As the frogs develop their legs, the parasites wreak havoc. In some frogs they will stunt the growth of a leg, leaving it a stump. In other frogs, a developing leg forks in two. A single frog may even sprout a dozen legs. How do they do it?
In order for a limb bud to develop properly, its cells have to produce certain molecules. The molecules spread out across the limb bud, causing other cells to make other molecules, to grow faster, to die off, and to do all the other things required to make a limb.
One of the crucial molecules for building legs is a version of Vitamin A, known as retinoic acid. Before the swimming parasites find a tadpole, they are producing retinoic acid. Once they’re buried in the frog’s limb bud, their level of retinoic acid drops. Meanwhile, the level of retinoic acid in the limb bud shoots up 70 percent. All of these findings are consistent with the idea that the parasite is injecting limb-deforming drugs into their host.
The deformities of the frogs are part of a strategy that the parasite uses to advance its life cycle. The frog is just a way station for the parasites. They cannot mate or reproduce in frogs. Instead, they have to wait to get into a bird, where they take up residence in the gut and produce eggs that are shed by their host. And they can only make that trip if the frog they inhabit is caught by a bird. Frogs with deformities are more likely to get caught by birds and eaten.
Frogs that live in water contaminated with high levels of fertilizers were more likely to be infected with Ribeiroia. So the fertilizer run-off from farms can lead to deformed amphibians due to stimulation of Ribeiroia infection . That’s why we never had such problems at Meadowcreek. We don’t have fertilizer run-off into our ponds, just mostly spring run-off.
Those who predicted amphibians demise may be surprised.
Toad resilience is most apparent in Australia. The cane toad arrived in Australia 75 years ago. Initially they spread at the rate of 6 or so miles per year, traveling solely at night. Now they have adapted and are spreading at up to 35 miles per year.
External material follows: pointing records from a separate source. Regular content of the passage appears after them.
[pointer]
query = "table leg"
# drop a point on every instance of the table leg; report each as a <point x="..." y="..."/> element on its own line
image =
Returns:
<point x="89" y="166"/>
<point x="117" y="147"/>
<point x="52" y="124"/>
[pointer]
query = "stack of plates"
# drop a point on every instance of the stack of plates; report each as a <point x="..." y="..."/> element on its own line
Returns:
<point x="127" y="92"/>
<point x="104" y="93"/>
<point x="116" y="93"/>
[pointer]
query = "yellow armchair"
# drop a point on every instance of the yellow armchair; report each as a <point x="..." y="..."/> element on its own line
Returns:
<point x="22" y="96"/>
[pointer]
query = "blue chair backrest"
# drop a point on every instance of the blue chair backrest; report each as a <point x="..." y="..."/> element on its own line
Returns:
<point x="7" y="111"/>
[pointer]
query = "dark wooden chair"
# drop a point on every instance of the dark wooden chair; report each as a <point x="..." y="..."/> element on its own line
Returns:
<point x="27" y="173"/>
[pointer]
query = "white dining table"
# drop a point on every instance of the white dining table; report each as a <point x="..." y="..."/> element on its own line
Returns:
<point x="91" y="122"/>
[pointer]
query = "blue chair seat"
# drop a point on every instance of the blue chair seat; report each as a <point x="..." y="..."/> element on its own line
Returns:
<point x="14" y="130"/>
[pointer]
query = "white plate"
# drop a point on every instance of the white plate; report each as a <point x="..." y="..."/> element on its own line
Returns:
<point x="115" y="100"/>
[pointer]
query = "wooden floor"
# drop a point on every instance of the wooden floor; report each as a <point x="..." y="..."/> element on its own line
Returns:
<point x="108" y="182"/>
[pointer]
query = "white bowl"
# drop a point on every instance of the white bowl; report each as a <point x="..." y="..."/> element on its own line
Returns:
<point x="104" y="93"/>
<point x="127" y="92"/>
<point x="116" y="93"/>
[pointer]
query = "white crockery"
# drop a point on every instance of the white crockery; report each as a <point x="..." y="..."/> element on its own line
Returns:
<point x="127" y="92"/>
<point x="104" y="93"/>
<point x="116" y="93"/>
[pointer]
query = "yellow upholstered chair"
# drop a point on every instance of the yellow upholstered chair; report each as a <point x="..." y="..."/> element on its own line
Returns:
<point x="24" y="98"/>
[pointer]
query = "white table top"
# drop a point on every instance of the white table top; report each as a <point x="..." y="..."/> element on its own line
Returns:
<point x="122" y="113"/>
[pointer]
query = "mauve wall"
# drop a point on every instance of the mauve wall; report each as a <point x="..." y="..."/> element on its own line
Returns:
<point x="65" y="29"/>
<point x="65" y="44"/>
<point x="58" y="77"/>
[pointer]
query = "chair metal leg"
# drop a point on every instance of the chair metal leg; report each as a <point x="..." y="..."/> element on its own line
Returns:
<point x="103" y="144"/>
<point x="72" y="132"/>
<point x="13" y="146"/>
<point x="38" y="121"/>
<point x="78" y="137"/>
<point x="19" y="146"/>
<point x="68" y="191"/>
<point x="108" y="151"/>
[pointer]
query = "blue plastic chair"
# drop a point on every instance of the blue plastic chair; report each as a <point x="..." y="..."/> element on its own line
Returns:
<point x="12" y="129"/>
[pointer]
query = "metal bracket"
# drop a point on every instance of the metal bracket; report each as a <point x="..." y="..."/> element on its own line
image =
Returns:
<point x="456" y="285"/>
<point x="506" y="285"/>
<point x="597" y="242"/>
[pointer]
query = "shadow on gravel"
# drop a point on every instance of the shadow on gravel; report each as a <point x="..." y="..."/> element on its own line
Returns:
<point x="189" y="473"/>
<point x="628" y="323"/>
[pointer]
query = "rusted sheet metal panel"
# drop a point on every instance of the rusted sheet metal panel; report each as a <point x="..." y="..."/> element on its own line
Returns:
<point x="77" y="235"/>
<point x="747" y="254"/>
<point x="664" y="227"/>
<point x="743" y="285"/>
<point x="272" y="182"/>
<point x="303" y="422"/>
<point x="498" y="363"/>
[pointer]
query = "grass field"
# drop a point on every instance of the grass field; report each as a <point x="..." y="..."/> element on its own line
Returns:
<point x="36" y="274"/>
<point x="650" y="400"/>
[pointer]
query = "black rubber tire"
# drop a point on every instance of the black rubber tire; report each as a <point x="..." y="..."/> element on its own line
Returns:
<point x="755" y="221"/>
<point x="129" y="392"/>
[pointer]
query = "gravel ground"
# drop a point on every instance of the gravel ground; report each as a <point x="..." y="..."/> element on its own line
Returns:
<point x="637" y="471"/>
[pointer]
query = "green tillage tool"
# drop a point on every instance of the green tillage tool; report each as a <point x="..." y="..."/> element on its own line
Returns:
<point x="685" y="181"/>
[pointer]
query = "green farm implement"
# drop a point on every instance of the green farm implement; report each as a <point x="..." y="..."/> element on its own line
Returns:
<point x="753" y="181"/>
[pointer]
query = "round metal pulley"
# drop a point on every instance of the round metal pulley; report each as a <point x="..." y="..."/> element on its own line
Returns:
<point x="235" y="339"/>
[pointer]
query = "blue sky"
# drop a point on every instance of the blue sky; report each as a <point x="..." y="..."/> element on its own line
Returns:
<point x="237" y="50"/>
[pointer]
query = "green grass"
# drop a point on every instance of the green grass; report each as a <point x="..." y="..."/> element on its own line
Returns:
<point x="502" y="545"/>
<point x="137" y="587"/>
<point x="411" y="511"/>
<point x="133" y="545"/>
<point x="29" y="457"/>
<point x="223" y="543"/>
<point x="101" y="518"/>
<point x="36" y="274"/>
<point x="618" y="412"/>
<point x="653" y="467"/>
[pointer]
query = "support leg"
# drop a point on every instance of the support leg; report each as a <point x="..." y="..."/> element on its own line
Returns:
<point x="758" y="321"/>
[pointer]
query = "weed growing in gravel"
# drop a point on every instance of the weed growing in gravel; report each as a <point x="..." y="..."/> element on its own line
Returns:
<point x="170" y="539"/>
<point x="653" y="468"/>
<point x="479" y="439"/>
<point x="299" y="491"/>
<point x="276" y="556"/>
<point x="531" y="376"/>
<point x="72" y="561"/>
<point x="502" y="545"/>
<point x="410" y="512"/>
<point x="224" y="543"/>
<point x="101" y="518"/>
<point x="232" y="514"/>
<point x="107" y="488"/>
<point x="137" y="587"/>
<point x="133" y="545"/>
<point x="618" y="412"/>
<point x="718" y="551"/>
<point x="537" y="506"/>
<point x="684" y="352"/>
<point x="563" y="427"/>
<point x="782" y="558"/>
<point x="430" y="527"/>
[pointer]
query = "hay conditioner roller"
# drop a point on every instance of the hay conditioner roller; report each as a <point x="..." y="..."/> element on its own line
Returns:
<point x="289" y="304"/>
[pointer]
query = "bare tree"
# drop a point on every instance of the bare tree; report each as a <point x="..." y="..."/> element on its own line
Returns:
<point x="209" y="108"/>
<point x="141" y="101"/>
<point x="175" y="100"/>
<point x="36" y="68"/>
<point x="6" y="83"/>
The toads activity levels, relative leg length, and stamina have all changed. They remind me of how immigrants get taller and stronger when they come to the US than their ancestors were in the old country.
American toads and frog are easily distinguished, though the common names don’t fit all the species. Frog common names refers to species that are aquatic or semi-aquatic and have smooth, moist skins; the term “toad” generally refers to species that are terrestrial with dry, warty skins. But there are plenty of exceptions to these rules, if you want to really study frogs and toads.
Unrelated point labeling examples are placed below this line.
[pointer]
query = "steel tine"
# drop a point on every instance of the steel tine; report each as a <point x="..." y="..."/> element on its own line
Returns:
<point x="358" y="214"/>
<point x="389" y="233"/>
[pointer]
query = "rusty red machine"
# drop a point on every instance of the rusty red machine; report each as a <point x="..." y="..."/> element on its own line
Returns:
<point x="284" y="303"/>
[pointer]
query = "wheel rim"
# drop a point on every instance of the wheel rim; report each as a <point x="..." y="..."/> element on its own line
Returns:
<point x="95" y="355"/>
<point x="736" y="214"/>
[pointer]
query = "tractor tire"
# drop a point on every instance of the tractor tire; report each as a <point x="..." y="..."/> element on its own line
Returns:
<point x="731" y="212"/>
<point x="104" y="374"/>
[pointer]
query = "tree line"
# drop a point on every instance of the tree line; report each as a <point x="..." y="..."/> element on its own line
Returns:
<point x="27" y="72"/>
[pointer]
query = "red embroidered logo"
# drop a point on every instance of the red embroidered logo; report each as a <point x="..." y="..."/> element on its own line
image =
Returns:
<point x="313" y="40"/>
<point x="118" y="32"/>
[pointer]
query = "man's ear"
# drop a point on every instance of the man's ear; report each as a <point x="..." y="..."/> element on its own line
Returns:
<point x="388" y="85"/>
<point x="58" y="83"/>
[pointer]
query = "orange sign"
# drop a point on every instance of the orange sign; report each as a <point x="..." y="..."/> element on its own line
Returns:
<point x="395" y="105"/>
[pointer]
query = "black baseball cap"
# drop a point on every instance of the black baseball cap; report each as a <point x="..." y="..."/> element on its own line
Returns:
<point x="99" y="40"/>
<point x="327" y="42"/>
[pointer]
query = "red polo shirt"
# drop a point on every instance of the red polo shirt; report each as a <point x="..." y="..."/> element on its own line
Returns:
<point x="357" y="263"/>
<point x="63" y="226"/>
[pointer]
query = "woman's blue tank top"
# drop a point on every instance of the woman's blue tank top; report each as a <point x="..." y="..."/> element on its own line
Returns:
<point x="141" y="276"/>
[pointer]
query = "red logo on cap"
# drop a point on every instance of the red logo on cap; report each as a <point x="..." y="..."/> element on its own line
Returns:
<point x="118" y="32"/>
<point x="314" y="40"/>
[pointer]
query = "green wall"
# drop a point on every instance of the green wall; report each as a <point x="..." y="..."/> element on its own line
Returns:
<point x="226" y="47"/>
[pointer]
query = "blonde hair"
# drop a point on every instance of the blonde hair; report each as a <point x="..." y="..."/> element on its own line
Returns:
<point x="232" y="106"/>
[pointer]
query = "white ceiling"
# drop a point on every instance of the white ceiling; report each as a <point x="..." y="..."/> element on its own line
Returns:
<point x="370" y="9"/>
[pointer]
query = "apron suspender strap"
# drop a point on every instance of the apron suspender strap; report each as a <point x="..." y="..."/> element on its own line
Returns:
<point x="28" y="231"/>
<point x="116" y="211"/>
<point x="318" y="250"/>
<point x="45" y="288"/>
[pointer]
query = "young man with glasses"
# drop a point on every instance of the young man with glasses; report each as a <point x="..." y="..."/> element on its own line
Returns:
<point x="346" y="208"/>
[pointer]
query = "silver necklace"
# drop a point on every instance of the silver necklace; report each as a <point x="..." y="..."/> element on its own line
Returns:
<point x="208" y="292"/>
American toads (Bufo americanus) and other frogs that are good diggers burrow deep into the soil, safely below the frost line. Some frogs, such as the wood frog (Rana sylvatica) and the spring peeper (Hyla crucifer), are not adept at digging and instead seek out deep cracks and crevices in logs or rocks, or just dig down as far as they can in the leaf litter. These hibernacula are not as well protected from frigid weather and may freeze, along with their inhabitants.The fact that this small amphibian can overwinter on the forest floor with little more than a layer of leaves or logs, is nothing short of a miracle.
Why don’t they freeze? Ice crystals do form in such places as the body cavity and bladder and under the skin, but a high concentration of glucose in the frog’s vital organs prevents freezing. A partially frozen frog will stop breathing, and its heart will stop beating. It will appear quite dead. But when the hibernaculum warms up above freezing, the frog’s frozen portions will thaw, and its heart and lungs resume activity.
We put up wood for the winter. caulk our doors and windows, find our coats and long underwear. Too bad we can’t just generate some antifreeze and stay outside all winter.